Heru mengklaim, Mi Aceh Seulawah menjadi tempat makan favorit warga Jakarta, terutama warga asli Aceh. Kendati sudah belasan tahun berdiri, Heru baru menawarkan waralaba bulan Mei kemarin.
Walaupun baru menawarkan kemitraan, Mi Aceh Seulawah sudah mendapat satu mitra. Selain itu, ada juga dua calon mitra yang sekarang sedang dalam proses negosiasi.
Tiga paket investasi
Dalam kerjasama waralaba ini, Mi Aceh Seulawah menawarkan tiga paket investasi. Yakni paket kafe yang dihargai Rp 300 juta, paket resto Rp 500 juta, dan rumah Aceh Rp 1,2 miliar.
Ketiga paket investasi itu sudah termasuk franchise fee sebesar Rp 50 juta - Rp 100 juta yang dibayrkan di awal kerjasama.
Setiap paket berbeda di luas ruangan dan kapasitas pengunjung. Untuk paket kafe, luas ruangannya minimal 60 meter persegi. Luas ruangan ini mampu menampung 50 pengunjung.
Sedangkan paket resto butuh ruangan 120 meter persegi yang mampu menampung 80 orang. Adapun ruangan untuk paket rumah Aceh 160 meter persegi dengan kapasitas 100 orang.
Setiap paket mendapat perlengkapan masak, bahan baku, sistem manajemen, interior, dan pelatihan.
Heru menargetkan, omzet mitra berkisar Rp 75 juta - Rp 300 juta per bulan. Ia menjanjikan, mitra bisa mendapat laba bersih 20% dari omzet. Dengan royalty fee 6% dari omzet, mitra bisa balik modal dalam waktu 20 bulan.
Evi Diah Puspitawati, Pengamat Waralaba dari International Franchise Business Management bilang, banyak makanan daerah yang berhasil diwaralabakan. "Tetapi memang butuh penetrasi pasar yang memakan waktu lama," ujar Evi.
Akan tetapi ada pula sejumlah poin penting yang perlu diperhatikan.
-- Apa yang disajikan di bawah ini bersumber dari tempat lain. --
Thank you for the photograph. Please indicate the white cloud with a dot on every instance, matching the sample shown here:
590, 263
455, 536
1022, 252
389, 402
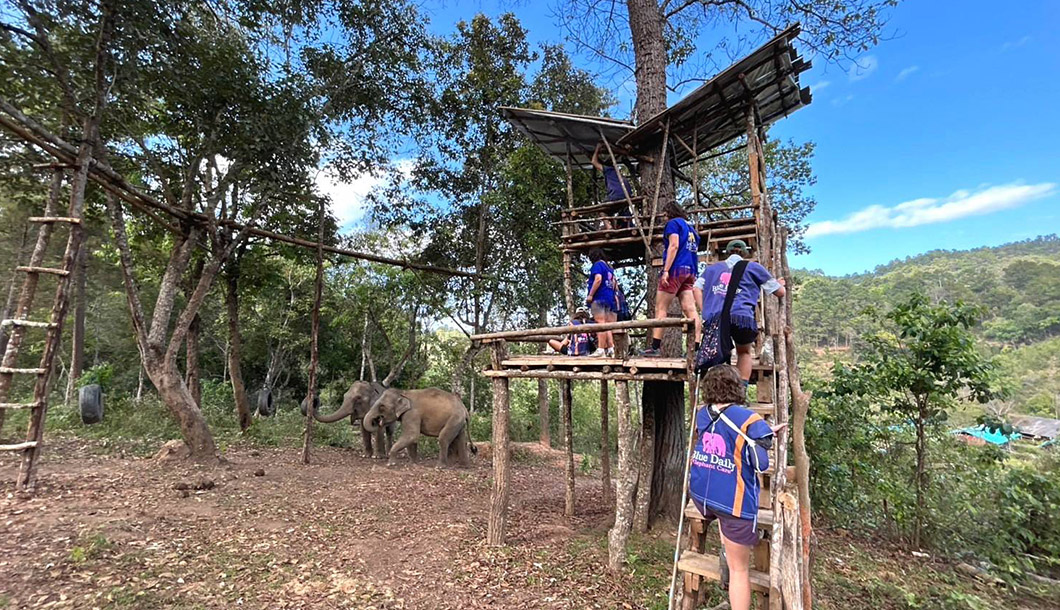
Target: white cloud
842, 101
1016, 44
905, 73
929, 210
863, 67
349, 198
Di antaranya harus tahu betul target pasar yang dituju. Dengan begitu, lokasi, pelayanan, desain tempat sampai cara pemasaran akan mengarah ke target pasar.
Jika melihat harga mi yang dipasarkan hingga Rp 60.000 per porsi, tentu konsumen yang dibidik adalah kalangan menengah atas. Dengan begitu, calon pewaralaba harus tahu betul konsep untuk kalangan tersebut.
Hal lain yang perlu diperhatikan adalah masalah rasa. "Rasa mi Aceh yang sebenarnya belum tentu cocok di semua lidah daerah lain, karena itu harus hati-hati juga dalam komposisi rasa," terang Evi.